The AMT_VFI node specializes in video frame interpolation, utilizing deep learning techniques to generate intermediate frames that enhance the smoothness and frame rate of video sequences. It employs advanced models to predict and insert frames between existing ones, improving video playback quality.

Input types¶

Required¶

ckpt_name
- Specifies the checkpoint name for the model to be used in the interpolation process, determining the specific pre-trained model configuration.
- Comfy dtype: COMBO[STRING]
- Python dtype: str
frames
- The input video frames to be interpolated, provided as a tensor. This parameter is crucial for defining the sequence of frames the model will process.
- Comfy dtype: IMAGE
- Python dtype: torch.Tensor
clear_cache_after_n_frames
- Controls the frequency of cache clearing to manage memory usage during the interpolation process, affecting performance and resource utilization.
- Comfy dtype: INT
- Python dtype: int
multiplier
- Determines the number of intermediate frames to be generated between each pair of original frames, directly influencing the output video's frame rate.
- Comfy dtype: INT
- Python dtype: int

Optional¶

optional_interpolation_states
- An optional parameter that allows for the customization of interpolation states, offering flexibility in handling specific frames or conditions.
- Comfy dtype: INTERPOLATION_STATES
- Python dtype: InterpolationStateList

Output types¶

image
- Comfy dtype: IMAGE
- The output video frames after interpolation, showcasing the enhanced fluidity and increased frame rate achieved through the process.
- Python dtype: torch.Tensor

Usage tips¶

Infra type: GPU
Common nodes: unknown

Source code¶

class AMT_VFI:
    @classmethod
    def INPUT_TYPES(s):
        return {
            "required": {
                "ckpt_name": (list(CKPT_CONFIGS.keys()), ),
                "frames": ("IMAGE", ),
                "clear_cache_after_n_frames": ("INT", {"default": 1, "min": 1, "max": 100}),
                "multiplier": ("INT", {"default": 2, "min": 2, "max": 1000})
            },
            "optional": {
                "optional_interpolation_states": ("INTERPOLATION_STATES", )
            }
        }

    RETURN_TYPES = ("IMAGE", )
    FUNCTION = "vfi"
    CATEGORY = "ComfyUI-Frame-Interpolation/VFI"

    def vfi(
        self,
        ckpt_name: typing.AnyStr, 
        frames: torch.Tensor, 
        clear_cache_after_n_frames: typing.SupportsInt = 1,
        multiplier: typing.SupportsInt = 2,
        optional_interpolation_states: InterpolationStateList = None,
        **kwargs
    ):
        model_path = load_file_from_direct_url(MODEL_TYPE, f"https://huggingface.co/lalala125/AMT/resolve/main/{ckpt_name}")
        ckpt_config = CKPT_CONFIGS[ckpt_name]

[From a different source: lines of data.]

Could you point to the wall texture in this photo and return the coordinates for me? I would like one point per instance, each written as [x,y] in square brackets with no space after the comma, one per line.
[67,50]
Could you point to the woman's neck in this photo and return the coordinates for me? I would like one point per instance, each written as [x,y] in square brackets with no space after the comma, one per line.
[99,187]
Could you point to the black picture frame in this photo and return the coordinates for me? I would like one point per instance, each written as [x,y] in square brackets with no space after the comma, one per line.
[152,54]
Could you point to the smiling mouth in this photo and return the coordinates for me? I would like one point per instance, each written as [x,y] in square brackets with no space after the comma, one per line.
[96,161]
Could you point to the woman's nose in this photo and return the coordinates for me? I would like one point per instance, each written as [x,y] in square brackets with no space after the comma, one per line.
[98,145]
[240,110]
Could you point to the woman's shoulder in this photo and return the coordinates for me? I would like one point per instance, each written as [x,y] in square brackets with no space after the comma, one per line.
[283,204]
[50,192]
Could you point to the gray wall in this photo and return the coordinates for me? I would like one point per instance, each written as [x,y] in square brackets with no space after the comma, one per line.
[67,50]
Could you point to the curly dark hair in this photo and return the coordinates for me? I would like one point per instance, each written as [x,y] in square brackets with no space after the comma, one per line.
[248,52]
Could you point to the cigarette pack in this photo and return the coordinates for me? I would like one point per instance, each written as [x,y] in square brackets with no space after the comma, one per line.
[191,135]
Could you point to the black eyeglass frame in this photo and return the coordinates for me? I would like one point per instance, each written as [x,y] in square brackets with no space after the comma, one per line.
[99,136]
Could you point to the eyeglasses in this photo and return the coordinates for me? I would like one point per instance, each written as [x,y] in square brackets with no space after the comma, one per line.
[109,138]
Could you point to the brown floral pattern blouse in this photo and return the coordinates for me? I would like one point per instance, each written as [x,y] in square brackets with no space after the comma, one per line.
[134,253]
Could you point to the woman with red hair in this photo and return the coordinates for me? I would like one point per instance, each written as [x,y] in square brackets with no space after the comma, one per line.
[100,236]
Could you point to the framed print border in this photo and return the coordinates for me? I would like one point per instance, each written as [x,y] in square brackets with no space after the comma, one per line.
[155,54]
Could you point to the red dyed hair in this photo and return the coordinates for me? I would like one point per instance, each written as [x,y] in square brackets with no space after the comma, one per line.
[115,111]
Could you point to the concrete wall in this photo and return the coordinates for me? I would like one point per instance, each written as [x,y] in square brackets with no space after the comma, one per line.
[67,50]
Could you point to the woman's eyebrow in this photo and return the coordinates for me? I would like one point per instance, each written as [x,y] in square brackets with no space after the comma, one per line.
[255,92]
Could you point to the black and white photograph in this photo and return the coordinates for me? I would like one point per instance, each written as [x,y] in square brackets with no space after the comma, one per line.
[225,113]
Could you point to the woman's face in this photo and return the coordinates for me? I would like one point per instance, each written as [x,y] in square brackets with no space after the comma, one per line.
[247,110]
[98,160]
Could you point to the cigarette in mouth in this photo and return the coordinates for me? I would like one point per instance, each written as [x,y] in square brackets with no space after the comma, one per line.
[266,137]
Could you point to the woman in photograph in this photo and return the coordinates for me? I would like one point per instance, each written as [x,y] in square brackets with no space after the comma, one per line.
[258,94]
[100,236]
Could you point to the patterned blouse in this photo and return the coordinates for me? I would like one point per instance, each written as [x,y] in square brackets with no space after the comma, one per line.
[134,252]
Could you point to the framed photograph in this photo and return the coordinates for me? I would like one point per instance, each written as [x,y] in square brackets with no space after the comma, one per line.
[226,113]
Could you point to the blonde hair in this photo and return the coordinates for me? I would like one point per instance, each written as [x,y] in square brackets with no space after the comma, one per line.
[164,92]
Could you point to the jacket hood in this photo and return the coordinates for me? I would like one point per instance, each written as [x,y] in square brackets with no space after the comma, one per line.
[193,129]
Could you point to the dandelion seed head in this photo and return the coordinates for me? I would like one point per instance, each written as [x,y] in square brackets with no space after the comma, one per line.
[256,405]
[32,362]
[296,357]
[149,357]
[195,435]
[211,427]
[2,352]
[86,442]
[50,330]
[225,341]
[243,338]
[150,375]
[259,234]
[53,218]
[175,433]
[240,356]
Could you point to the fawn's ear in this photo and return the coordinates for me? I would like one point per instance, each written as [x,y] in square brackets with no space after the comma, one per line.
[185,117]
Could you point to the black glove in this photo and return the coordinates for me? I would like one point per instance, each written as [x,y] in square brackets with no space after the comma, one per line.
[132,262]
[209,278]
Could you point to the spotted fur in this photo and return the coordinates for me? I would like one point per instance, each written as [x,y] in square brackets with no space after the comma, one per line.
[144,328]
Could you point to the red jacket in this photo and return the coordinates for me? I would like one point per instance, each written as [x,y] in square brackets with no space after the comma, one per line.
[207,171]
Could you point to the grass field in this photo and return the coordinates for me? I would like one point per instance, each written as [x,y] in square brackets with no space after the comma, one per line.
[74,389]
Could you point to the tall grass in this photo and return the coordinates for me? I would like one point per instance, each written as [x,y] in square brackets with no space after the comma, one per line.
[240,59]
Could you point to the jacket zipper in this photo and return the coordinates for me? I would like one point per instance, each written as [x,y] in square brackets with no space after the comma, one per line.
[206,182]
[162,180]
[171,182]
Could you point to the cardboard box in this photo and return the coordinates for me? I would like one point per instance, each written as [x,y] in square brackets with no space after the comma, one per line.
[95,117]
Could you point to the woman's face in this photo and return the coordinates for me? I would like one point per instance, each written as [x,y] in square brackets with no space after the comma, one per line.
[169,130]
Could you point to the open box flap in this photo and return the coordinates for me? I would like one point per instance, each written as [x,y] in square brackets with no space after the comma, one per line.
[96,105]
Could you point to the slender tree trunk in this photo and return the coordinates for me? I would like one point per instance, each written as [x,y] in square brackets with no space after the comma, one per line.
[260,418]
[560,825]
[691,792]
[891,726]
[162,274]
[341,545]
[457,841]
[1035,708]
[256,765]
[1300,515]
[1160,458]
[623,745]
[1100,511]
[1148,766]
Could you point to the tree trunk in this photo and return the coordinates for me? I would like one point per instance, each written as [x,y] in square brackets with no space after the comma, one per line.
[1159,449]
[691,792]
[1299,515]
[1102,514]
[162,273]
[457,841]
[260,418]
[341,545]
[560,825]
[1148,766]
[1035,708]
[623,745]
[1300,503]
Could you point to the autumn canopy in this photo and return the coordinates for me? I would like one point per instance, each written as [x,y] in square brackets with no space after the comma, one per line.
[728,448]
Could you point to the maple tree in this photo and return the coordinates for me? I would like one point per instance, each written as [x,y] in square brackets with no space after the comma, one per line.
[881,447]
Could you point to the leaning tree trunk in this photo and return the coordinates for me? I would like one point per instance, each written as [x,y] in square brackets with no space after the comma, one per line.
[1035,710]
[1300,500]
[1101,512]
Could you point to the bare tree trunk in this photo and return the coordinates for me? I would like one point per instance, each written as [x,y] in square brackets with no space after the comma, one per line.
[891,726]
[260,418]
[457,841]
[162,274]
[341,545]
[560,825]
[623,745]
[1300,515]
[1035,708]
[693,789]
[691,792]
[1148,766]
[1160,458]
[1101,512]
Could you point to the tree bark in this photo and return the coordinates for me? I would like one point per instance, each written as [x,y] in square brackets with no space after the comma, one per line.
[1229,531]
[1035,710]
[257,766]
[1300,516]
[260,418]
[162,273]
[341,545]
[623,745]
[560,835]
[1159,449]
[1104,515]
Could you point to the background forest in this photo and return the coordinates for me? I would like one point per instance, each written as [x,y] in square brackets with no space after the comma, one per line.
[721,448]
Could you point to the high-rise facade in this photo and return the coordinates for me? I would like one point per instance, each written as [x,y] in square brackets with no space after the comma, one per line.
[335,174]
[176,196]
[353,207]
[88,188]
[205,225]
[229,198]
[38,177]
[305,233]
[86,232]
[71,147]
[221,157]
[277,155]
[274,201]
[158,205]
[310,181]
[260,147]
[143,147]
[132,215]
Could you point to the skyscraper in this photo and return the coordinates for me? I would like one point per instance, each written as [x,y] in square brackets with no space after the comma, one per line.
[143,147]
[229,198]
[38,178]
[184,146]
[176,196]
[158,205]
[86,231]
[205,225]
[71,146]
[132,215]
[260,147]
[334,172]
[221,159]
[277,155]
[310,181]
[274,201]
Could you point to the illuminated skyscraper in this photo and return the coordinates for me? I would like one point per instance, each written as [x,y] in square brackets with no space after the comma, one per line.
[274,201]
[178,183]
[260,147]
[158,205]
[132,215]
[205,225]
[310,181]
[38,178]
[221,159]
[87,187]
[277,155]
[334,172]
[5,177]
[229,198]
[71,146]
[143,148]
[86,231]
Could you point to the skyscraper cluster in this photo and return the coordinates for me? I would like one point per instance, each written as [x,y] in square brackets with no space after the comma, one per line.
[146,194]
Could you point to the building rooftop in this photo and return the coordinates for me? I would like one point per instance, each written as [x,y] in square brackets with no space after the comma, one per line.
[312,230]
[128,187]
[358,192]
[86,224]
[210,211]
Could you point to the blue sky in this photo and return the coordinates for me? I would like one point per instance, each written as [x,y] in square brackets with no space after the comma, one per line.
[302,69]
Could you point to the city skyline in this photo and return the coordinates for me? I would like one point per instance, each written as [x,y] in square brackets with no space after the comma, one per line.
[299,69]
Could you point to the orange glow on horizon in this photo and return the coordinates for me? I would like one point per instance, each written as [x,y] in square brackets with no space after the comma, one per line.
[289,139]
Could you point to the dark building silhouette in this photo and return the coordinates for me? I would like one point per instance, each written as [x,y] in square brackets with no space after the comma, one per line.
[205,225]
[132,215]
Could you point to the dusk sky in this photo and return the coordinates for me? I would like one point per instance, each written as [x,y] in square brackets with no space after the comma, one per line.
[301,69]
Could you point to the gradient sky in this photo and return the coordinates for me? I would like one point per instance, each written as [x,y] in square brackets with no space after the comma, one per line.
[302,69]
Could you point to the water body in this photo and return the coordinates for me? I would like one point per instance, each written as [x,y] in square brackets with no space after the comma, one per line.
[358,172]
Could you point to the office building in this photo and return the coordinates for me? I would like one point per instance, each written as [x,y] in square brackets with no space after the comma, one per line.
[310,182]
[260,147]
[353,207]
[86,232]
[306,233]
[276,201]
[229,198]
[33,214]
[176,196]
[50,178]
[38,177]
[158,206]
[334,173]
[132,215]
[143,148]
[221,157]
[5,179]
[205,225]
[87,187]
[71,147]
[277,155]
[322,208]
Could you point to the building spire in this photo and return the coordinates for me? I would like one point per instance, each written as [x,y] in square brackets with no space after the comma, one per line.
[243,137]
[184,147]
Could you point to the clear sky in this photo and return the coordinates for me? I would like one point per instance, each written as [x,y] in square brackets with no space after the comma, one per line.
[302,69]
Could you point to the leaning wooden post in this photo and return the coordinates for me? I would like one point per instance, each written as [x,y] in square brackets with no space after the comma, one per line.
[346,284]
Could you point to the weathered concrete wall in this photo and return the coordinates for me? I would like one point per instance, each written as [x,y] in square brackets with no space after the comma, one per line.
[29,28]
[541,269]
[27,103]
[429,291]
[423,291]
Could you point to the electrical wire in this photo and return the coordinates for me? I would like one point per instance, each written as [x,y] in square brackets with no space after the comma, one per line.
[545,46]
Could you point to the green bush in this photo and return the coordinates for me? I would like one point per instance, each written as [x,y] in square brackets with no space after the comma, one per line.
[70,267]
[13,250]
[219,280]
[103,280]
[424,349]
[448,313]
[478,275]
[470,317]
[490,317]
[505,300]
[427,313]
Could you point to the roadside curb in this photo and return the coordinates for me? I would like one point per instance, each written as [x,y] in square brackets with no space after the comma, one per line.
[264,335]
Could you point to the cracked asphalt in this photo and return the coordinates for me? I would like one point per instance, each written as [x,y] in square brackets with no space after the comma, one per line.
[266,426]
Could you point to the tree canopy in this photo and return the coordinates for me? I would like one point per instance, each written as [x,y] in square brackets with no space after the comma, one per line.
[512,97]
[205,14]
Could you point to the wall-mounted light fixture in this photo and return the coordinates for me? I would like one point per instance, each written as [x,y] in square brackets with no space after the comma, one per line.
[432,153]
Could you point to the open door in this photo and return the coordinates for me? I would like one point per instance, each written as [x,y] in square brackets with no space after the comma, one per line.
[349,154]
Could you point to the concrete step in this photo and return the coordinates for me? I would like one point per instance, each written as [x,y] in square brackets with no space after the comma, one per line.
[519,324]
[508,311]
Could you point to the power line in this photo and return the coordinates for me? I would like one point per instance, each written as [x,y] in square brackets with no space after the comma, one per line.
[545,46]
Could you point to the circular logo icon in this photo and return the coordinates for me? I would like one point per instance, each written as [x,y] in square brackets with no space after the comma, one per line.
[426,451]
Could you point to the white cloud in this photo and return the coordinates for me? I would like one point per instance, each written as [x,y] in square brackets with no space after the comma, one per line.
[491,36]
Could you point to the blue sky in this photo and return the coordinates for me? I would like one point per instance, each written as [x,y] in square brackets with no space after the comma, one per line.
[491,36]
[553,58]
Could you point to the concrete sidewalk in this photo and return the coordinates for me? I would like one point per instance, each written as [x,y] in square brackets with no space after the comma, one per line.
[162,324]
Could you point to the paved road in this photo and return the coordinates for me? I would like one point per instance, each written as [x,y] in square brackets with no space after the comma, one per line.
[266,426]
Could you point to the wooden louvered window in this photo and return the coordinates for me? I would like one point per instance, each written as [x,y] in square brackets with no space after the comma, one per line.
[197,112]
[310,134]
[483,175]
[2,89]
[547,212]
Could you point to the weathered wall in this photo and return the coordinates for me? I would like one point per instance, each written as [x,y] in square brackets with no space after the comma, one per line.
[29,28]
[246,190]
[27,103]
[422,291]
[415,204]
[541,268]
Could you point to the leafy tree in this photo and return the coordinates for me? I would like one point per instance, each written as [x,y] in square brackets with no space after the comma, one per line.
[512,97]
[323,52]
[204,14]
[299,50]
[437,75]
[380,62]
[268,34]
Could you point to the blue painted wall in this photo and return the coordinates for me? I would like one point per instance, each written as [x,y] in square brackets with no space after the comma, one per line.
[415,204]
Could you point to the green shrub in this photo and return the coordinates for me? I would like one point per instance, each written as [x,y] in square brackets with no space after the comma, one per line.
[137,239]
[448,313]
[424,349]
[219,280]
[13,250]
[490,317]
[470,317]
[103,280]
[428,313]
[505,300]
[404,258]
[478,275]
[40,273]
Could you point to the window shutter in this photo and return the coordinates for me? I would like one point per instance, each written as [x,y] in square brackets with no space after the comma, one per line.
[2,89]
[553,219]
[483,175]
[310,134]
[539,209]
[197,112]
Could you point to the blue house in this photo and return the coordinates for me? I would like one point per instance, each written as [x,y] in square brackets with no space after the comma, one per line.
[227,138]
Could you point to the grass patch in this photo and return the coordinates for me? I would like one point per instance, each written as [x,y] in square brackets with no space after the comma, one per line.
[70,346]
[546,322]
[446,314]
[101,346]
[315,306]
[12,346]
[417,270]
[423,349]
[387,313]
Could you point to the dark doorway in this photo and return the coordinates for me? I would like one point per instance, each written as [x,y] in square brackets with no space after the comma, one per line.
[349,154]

        interpolation_model = ckpt_config["network"](**ckpt_config["params"])
        interpolation_model.load_state_dict(torch.load(model_path)["state_dict"])
        interpolation_model.eval().to(get_torch_device())

        frames = preprocess_frames(frames)
        padder = InputPadder(frames.shape, 16)
        frames = padder.pad(frames)

        def return_middle_frame(frame_0, frame_1, timestep, model):
            return model(
                frame_0, 
                frame_1,
                embt=torch.FloatTensor([timestep] * frame_0.shape[0]).view(frame_0.shape[0], 1, 1, 1).to(get_torch_device()),
                scale_factor=1.0,
                eval=True
            )["imgt_pred"]

        args = [interpolation_model]
        out = generic_frame_loop(frames, clear_cache_after_n_frames, multiplier, return_middle_frame, *args, 
                               interpolation_states=optional_interpolation_states, dtype=torch.float32)
        out = padder.unpad(out)
        out = postprocess_frames(out)
        return (out,)